On fiddling around for a while managed to get to the device manager in Vista which showed three unknown/conflicting devices. So first I put the m/b device driver CD that installed the Graphics Card Drivers and Audio drivers that brought the number of unknown/conflicting devices to 2. A full windows update resulted in one of the unknown drivers getting identified as Atheros AR57007 Wireless Network Adapter. Still it was ‘conflicting’. Now I was beginning to get jittery. Went to asus website and downloaded the latest drivers for the WiFi card and installed. Reboot. Voila!!! All devices identified and no longer conflicting. Enabled the wireless device and played around with it to ensure it was working both as Access Point and Base station. As I disabled it, BAM! The dreaded BSOD. Some stupid error saying IRQ_NOT_LESS_OR_EQUAL and a subsequent memory dump. Nasty, very nasty. Reboot, google google google… Seems it could be bad memory. Dug out MemTest and left it on for the rest of the night. after 600% testing no errors. So no bad RAM. Left it as it is.

It has been a week now and the machine has been running almost 14-16 hours a day. No issues so far except for the drop in internet connection earlier today while typing this blog.
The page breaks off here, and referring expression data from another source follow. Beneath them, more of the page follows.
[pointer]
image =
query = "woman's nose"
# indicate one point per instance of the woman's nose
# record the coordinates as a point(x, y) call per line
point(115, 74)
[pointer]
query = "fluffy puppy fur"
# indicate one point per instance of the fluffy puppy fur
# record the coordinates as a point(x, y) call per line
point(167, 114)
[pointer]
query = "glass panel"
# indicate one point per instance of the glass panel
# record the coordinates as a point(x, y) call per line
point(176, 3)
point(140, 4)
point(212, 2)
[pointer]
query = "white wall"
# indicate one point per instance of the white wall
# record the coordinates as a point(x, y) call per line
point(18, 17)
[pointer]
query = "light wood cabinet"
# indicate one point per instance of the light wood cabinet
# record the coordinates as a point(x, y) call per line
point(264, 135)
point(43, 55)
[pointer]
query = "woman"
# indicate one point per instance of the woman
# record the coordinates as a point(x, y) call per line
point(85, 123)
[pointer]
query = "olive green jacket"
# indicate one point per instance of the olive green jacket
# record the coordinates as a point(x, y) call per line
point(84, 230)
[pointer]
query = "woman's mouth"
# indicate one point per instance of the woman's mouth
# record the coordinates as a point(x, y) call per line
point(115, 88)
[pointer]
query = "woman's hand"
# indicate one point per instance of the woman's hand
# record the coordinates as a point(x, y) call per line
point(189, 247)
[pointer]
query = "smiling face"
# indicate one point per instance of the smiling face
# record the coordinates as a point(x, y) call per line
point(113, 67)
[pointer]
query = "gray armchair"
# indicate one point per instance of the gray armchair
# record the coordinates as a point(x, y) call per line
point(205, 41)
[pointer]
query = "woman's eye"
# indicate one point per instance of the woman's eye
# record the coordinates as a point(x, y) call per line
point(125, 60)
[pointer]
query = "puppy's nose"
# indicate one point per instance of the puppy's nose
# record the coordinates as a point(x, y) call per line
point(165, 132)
Somewhere in between, enabled the Vista Aero Effects and the desktop now looks impressive with all the glassy/translucent effects. Yes it is reminiscent of the OS X, but I am not complaining. If anything it’s a ‘better looking’ windows. Too used to Firefox now and downloading Firefox is probably the maximum use of IE7 that I did. IE7 is notorious at office with all it’s ridiculous popus and content blocking. Our ASP.NET application runs better on Firefox than on IE ;-)…

So far no serious work undertaken on the machine. Will have a better feel of actual performance once I get my hands dirty with Orcas.

Just now dug out the Performance Information Tool and according to it following is the system Performance (with Aero Enabled).

Component Score

Processor Intel(R) Core(TM)2 CPU 4400 @ 2.00GHz 4.9
Memory (RAM) 1.99 GB 4.8
Graphics Intel(R) 946GZ Express Chipset Family 3.8
Gaming graphics 358 MB Total available graphics memory 3.7
Primary hard disk 61GB Free (78GB Total) 5.8

Well, now that I’ve joined the Vista bandwagon, lets see how it goes. Will keep everybody updated.